Flashback: Strider’s deceptively tough, delightfully cool

October 25, 2013

Strider can be beaten in less than ten minutes. It has fixed enemy patterns and a conscious level design, with enemy attacks based on cold, strict logic. It’s perfectly fair, and health refills are dropped like candy. Sounds easy, right?

It isn’t.

Strider can be beaten in less than ten minutes, but before that comes 20 or 30 hours of practice. Its fixed enemy patterns will get you, if you don’t plan ahead and treat enemy placement as a puzzle to solve. It’s perfectly fair, but if you ever find yourself needing those health pickups, you are already losing ground.

So it’s not exactly easy. But does that matter?

Like many arcade games of its time, Strider isn’t designed to be beaten. There’s no big payoff, no big arc, no big narrative. The game practically stops. This is a game about jumping and slashing. There’s no jumping and slashing when it ends!

It’s the learning process that matters in Strider. If you already know how to do it, it tells you to go faster, letting you kill the bosses in less than a second and dashing through the enemy defenses. The game refuses to repeat itself, and becomes faster the better you become, a mark of great design. There’s barely any level design in the traditional sense; it’s all in the enemy placement. So you first learn how to face an enemy from behind and above, and from there you must learn everything: how to destroy flying drones, how to kill foes guarding ledges and how to exploit the game’s controls to your advantage.

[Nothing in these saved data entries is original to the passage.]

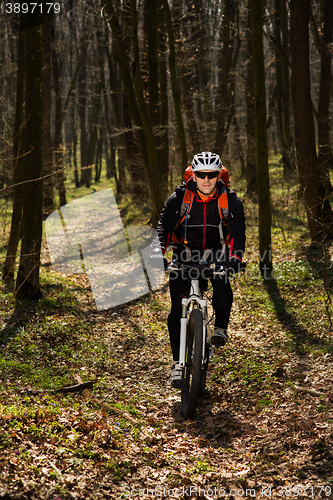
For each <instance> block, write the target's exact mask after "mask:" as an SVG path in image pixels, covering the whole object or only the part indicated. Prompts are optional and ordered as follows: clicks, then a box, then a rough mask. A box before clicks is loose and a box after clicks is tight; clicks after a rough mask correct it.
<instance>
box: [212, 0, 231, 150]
mask: <svg viewBox="0 0 333 500" xmlns="http://www.w3.org/2000/svg"><path fill="white" fill-rule="evenodd" d="M233 10H234V8H233V0H226V2H225V7H224V13H223V28H222V42H223V48H222V56H221V62H220V67H221V82H220V99H219V107H218V114H217V126H216V136H215V149H214V151H216V153H217V154H219V155H221V154H222V150H223V145H224V143H225V124H226V117H227V111H228V86H229V85H228V84H229V72H230V68H231V64H232V47H231V44H230V26H231V25H233V24H234V19H233Z"/></svg>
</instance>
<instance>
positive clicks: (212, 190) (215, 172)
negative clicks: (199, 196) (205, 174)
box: [193, 170, 218, 195]
mask: <svg viewBox="0 0 333 500" xmlns="http://www.w3.org/2000/svg"><path fill="white" fill-rule="evenodd" d="M204 173H205V174H209V175H211V174H215V176H214V177H213V179H209V178H208V177H207V175H205V178H204V179H201V178H200V177H199V175H201V174H202V175H203V174H204ZM199 175H197V174H195V173H193V179H194V181H195V182H196V183H197V188H198V189H199V191H200V192H201V193H202V194H205V195H208V194H211V193H212V192H213V191H214V189H215V187H216V184H217V176H218V172H214V171H212V170H201V171H200V172H199Z"/></svg>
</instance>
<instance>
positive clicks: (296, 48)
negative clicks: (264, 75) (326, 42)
mask: <svg viewBox="0 0 333 500" xmlns="http://www.w3.org/2000/svg"><path fill="white" fill-rule="evenodd" d="M309 16H310V0H291V1H290V49H291V70H292V71H291V90H292V103H293V111H294V125H295V142H296V152H297V168H298V173H299V177H300V182H301V189H302V192H303V197H304V204H305V209H306V213H307V218H308V224H309V229H310V235H311V240H312V241H322V240H323V239H325V238H326V237H327V235H328V234H329V233H331V232H332V211H331V207H330V204H329V202H328V200H327V199H325V189H324V186H323V183H322V180H321V178H320V175H319V172H318V170H317V168H316V167H317V155H316V142H315V127H314V119H313V110H312V101H311V88H310V63H309Z"/></svg>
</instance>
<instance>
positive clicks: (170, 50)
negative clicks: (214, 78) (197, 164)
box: [163, 0, 188, 175]
mask: <svg viewBox="0 0 333 500" xmlns="http://www.w3.org/2000/svg"><path fill="white" fill-rule="evenodd" d="M163 8H164V16H165V23H166V27H167V32H168V38H169V69H170V79H171V90H172V97H173V102H174V106H175V115H176V122H177V130H178V140H179V145H180V150H181V166H180V169H179V172H180V174H181V175H183V173H184V171H185V169H186V168H187V166H188V165H187V163H188V158H187V146H186V137H185V130H184V124H183V117H182V111H181V99H180V92H179V88H178V81H177V72H176V50H175V41H174V36H173V27H172V19H171V13H170V8H169V4H168V0H163Z"/></svg>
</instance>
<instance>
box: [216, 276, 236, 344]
mask: <svg viewBox="0 0 333 500" xmlns="http://www.w3.org/2000/svg"><path fill="white" fill-rule="evenodd" d="M212 284H213V308H214V310H215V332H214V335H213V337H212V343H213V344H214V343H215V344H217V345H224V344H225V343H226V342H227V340H228V335H227V329H228V324H229V318H230V311H231V306H232V302H233V293H232V289H231V286H230V283H229V280H228V281H227V282H225V281H224V280H218V279H215V280H212Z"/></svg>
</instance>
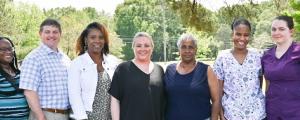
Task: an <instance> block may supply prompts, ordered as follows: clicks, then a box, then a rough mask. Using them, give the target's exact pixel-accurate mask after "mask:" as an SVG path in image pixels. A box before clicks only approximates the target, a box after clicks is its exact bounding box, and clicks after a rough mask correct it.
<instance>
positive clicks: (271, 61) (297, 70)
mask: <svg viewBox="0 0 300 120" xmlns="http://www.w3.org/2000/svg"><path fill="white" fill-rule="evenodd" d="M293 33H294V22H293V18H292V17H289V16H278V17H276V18H275V19H274V20H273V22H272V27H271V36H272V40H273V41H274V42H275V43H276V45H275V46H274V47H272V48H271V49H269V50H268V51H266V52H265V54H264V55H263V57H262V66H263V74H264V76H265V78H266V111H267V119H268V120H300V44H299V43H296V42H295V41H294V40H293V37H292V35H293Z"/></svg>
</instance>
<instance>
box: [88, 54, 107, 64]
mask: <svg viewBox="0 0 300 120" xmlns="http://www.w3.org/2000/svg"><path fill="white" fill-rule="evenodd" d="M82 56H83V58H84V59H85V60H86V61H88V63H89V64H95V63H94V61H93V60H92V58H91V56H90V55H89V54H88V52H85V53H84V54H83V55H82ZM102 58H103V61H102V64H103V63H105V61H106V59H107V56H106V55H104V54H103V55H102Z"/></svg>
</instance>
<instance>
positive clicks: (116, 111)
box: [109, 32, 165, 120]
mask: <svg viewBox="0 0 300 120" xmlns="http://www.w3.org/2000/svg"><path fill="white" fill-rule="evenodd" d="M153 47H154V45H153V41H152V38H151V36H150V35H148V34H147V33H144V32H139V33H137V34H136V35H135V37H134V38H133V43H132V48H133V51H134V59H133V60H131V61H128V62H124V63H121V64H120V65H119V66H118V67H117V69H116V71H115V73H114V76H113V79H112V83H111V88H110V90H109V93H110V94H111V96H112V98H111V111H112V118H113V120H162V119H163V111H164V100H165V99H164V98H165V97H164V86H163V76H164V71H163V68H162V67H161V66H159V65H157V64H155V63H153V62H152V61H151V55H152V51H153Z"/></svg>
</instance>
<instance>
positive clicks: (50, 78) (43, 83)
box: [19, 43, 71, 109]
mask: <svg viewBox="0 0 300 120" xmlns="http://www.w3.org/2000/svg"><path fill="white" fill-rule="evenodd" d="M70 62H71V60H70V58H69V57H68V56H66V55H65V54H64V53H62V52H60V51H59V52H55V51H53V50H52V49H50V48H49V47H48V46H46V45H45V44H43V43H41V45H40V46H39V47H38V48H36V49H34V50H33V51H32V52H30V53H29V55H27V56H26V58H25V59H24V61H23V62H22V66H21V77H20V86H19V87H20V88H22V89H27V90H33V91H36V92H37V94H38V96H39V101H40V105H41V108H52V109H68V108H70V104H69V99H68V85H67V82H68V72H67V68H68V67H69V64H70Z"/></svg>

Because those controls are great! It seems silly to praise a game for this, but how your character can grab practically any edge, climb any surface and do back flips to avoid enemy attacks is so amazing that sometimes I just want to fool around with it a little. It gives the game’s movement a great texture, and forms such a big part of the game that I’m not surprised by its name.

Beyond the mechanical successes, Strider is also big on looks and interesting moments. There’s ingenuity beyond the colorful spandex, and clichés from ’80s action movies are simple raw fun. Like the Russian communists who fuse themselves to form a giant centipede armed with a hammer and a sickle, or the pair of moving walls you must hastily climb before they close and crush you. There are ninjas, dinosaurs and robots. It’s all very entertaining.

The game must have some coding issues, though, because it’s easy to find some bugs. Sometimes the enemy sprites disappear while attacking for a couple of frames, and there are some platforms you can slip through if you aren’t careful. They are not game-breaking, but stick out given the controlled nature of everything else, and will probably be the key factor for potential players when it comes to choosing which version of the game to play.

The original arcade game is perfectly replicated in the most modern ports, notably Capcom Classics Collection, Vol. 2 (PS2/Xbox). The code was slightly cleaned in a two-disc PlayStation release with its (perhaps not quite as good yet still interesting) sequel, so perhaps it’s better to keep those old discs around. Nostalgia seekers may want to try out the Genesis port, which is surprisingly faithful but bears some terrible collision issues.